私達は操人形をもとに戻した後、少しばかりその場で話していた。
……ッ!
すると、私は背後から何者かの視線を感じた。
すぐに振り向いた。そこには、小さい建物と建物の隙間に人影のようなものがあった。暗くて分かりにくいけど、人間だということは分かった。
その人影は、私が振り向いたのに気づいた瞬間、すぐに暗闇に消えた。
「あ、まて!」
その人影の後を追う。なにか嫌な予感がする。流希ちゃんはその視線に気づいていなかったらしく、私の突然の行動に戸惑ってたけど、おろおろしながらも後を追ってきた。
「乃愛ちゃんどうしたの〜?待ってよ〜……あれ…?」
なんと、今乃愛が走っていった道の先は行き止まりだった。なのに、乃愛の姿はなかった。確かにこの道へ駆けて行ったはずなのに。
「…え?どこいったの…?」
流希は今自分がおかれている状況がわからず、その場に立ち尽くした。
もう、太陽は沈みかけていた。
「待ちなさいよ!って、ん?……ここは…?」
細い路地を走っていると、いつの間にか広い道にでていた。そこはビルなども立ち並び、都会のようにみえる。だが、変に静かで、人の気配が全くなかった。さっきの人影も見失っていた。
乃愛は急に不安になり、トーラを人間姿化させる。
「今度は敵はいないようですが。どうかされましたか?」
トーラはけげんそうに尋ねてくる。
「いや、なんか……。別ににトーラにこれといった用はないんだけどね」
それを聞いた後、トーラはなぜか嬉しそうにしていた。トーラのことだから、どうせ「乃愛様が用も無しに私を必要として下さっている!なんという幸せ!」とか思っているのだろう。
気持ち悪いのでそれ以上は考えなかった。
タタタタ……
ー何かが近づいてくる。
その音は徐々に増え、さらに大きくなる。
しばらくすると、その姿が見えた。
それはなんと、十五体ほどの操人形だった。
操人形たちは、私たち二人を囲むようにして武器を構えてきた。操人形たちは全て人型で、敵意をむき出しにしてこちらをにらみつけている。
「どういう…こと?」
私はようやく気づいた。近くのビルの屋上に先ほどの人影があるのを。どうやらあいつがこの操人形たちを動かしているらしい。
「あなたは何者?目的は何?」
大声で問いかけた。すると、その人影は口を開いた。
「俺は『アルサーク』のダル。目的は……そうだな。お前の操人形を奪うことだな」
ダルと名乗った全身黒ずくめの男は、ビルの屋上から飛び降り、こちらを取り囲む操人形たちの間に立った。
私はアルサークというものを知らなかった。
「アルサーク?」
そう呟いた。
「なんだ。俺たちのことも知らないのか。まあ、お前は知らなくていい。じゃあ、始めようか」
ダルはそう言うと、腕を横に振った。すると、私達を取り囲んでいた操人形たちが一斉に襲いかかってきた。
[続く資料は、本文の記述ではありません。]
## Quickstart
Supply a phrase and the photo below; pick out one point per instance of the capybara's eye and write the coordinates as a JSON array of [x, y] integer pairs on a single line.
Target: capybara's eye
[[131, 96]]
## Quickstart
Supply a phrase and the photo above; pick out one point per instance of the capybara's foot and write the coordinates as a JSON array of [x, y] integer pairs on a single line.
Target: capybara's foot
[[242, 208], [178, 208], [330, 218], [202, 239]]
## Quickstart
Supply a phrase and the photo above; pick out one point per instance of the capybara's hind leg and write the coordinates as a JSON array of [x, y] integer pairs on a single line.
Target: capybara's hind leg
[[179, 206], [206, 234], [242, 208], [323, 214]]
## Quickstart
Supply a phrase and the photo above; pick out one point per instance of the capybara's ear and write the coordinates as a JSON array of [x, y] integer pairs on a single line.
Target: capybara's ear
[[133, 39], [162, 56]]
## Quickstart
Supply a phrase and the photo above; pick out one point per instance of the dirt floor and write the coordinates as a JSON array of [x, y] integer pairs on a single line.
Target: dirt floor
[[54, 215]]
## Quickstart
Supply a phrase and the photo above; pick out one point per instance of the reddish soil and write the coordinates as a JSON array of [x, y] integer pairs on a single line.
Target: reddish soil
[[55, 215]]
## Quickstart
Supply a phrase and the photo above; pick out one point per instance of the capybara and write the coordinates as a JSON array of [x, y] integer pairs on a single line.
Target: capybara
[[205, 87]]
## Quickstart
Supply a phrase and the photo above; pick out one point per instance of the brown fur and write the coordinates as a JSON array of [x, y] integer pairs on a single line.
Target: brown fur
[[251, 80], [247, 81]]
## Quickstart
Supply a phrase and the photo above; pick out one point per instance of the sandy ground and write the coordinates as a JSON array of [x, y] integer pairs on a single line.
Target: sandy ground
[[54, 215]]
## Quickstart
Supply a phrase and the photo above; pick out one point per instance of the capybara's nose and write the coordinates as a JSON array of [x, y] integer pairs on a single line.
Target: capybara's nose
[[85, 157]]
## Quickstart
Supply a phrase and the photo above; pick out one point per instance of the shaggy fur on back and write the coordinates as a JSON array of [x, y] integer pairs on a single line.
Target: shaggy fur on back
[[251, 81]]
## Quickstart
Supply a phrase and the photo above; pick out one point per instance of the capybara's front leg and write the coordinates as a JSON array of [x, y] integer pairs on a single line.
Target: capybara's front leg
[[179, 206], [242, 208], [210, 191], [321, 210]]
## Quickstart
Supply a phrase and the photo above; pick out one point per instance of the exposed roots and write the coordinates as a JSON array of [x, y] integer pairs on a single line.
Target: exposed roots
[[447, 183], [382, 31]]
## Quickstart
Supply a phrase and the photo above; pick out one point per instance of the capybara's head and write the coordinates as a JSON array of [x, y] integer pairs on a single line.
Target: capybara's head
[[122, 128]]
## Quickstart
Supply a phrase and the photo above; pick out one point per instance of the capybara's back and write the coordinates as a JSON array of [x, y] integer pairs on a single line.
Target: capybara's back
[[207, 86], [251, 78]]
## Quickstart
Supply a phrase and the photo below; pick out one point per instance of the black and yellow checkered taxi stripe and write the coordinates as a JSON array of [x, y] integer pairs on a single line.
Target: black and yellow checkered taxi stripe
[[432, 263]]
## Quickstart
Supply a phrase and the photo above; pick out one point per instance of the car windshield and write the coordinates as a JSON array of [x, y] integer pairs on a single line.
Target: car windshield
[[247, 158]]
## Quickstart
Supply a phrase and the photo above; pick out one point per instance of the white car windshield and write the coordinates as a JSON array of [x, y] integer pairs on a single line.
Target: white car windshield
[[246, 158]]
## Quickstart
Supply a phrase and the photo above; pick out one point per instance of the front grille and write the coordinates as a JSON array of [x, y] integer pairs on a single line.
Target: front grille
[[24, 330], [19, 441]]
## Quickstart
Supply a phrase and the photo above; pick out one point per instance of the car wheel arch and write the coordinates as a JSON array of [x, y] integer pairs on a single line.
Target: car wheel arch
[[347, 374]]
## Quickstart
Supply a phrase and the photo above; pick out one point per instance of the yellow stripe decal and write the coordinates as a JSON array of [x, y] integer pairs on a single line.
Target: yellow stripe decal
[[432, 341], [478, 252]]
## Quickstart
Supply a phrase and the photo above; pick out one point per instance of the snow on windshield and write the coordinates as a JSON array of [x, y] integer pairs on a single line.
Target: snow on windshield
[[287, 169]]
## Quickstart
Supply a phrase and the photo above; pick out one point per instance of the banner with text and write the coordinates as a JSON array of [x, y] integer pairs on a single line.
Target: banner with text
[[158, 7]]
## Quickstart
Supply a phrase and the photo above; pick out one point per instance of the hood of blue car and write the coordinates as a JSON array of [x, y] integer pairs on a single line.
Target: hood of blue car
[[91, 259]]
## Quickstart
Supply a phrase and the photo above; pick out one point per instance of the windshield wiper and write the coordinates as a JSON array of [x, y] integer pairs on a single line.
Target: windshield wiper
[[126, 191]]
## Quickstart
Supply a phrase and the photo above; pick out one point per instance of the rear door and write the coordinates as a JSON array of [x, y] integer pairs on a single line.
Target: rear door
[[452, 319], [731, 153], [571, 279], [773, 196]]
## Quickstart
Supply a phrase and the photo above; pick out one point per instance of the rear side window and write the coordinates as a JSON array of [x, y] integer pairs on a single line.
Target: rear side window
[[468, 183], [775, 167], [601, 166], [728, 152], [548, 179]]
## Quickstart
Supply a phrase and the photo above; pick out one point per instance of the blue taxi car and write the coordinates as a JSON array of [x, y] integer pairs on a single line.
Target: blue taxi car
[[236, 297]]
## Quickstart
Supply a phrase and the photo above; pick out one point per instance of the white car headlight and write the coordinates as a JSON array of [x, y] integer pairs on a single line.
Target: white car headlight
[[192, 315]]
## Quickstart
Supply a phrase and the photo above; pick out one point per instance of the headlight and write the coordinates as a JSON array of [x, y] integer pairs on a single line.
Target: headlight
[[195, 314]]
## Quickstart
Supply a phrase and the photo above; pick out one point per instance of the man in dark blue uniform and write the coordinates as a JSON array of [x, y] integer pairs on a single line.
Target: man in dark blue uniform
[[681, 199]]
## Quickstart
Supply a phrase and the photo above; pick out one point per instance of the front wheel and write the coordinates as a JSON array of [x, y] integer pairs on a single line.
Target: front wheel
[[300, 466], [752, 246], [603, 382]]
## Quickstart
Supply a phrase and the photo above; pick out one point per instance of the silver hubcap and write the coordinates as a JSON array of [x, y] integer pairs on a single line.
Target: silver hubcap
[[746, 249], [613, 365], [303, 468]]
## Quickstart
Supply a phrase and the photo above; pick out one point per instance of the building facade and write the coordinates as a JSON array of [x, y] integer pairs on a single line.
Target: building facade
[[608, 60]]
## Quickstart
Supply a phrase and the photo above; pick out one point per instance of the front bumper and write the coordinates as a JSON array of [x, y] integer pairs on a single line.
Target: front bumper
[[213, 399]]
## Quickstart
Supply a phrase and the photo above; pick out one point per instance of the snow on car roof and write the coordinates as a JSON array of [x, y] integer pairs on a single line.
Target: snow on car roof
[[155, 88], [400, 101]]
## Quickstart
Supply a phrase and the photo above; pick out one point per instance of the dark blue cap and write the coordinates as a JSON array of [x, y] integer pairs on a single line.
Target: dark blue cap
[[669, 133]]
一人の人形操士が操人形をたくさん操るなんて、聞いたことがない。
人形操士の持ち操人形は、一人につき一体だと昔から言われてきていた。
トーラは私を安全な場所へ逃がし、道の真ん中で武器を振り回す。するとすぐに操人形たちは後退して避け、また攻撃を始める。
相手は全て操人形。狂人形より動きが早く、知能も高い。前に筑紫と戦ったときとは、まるでわけが違う。一つ一つ相手にしていても、トーラはあまり攻撃を当てられない。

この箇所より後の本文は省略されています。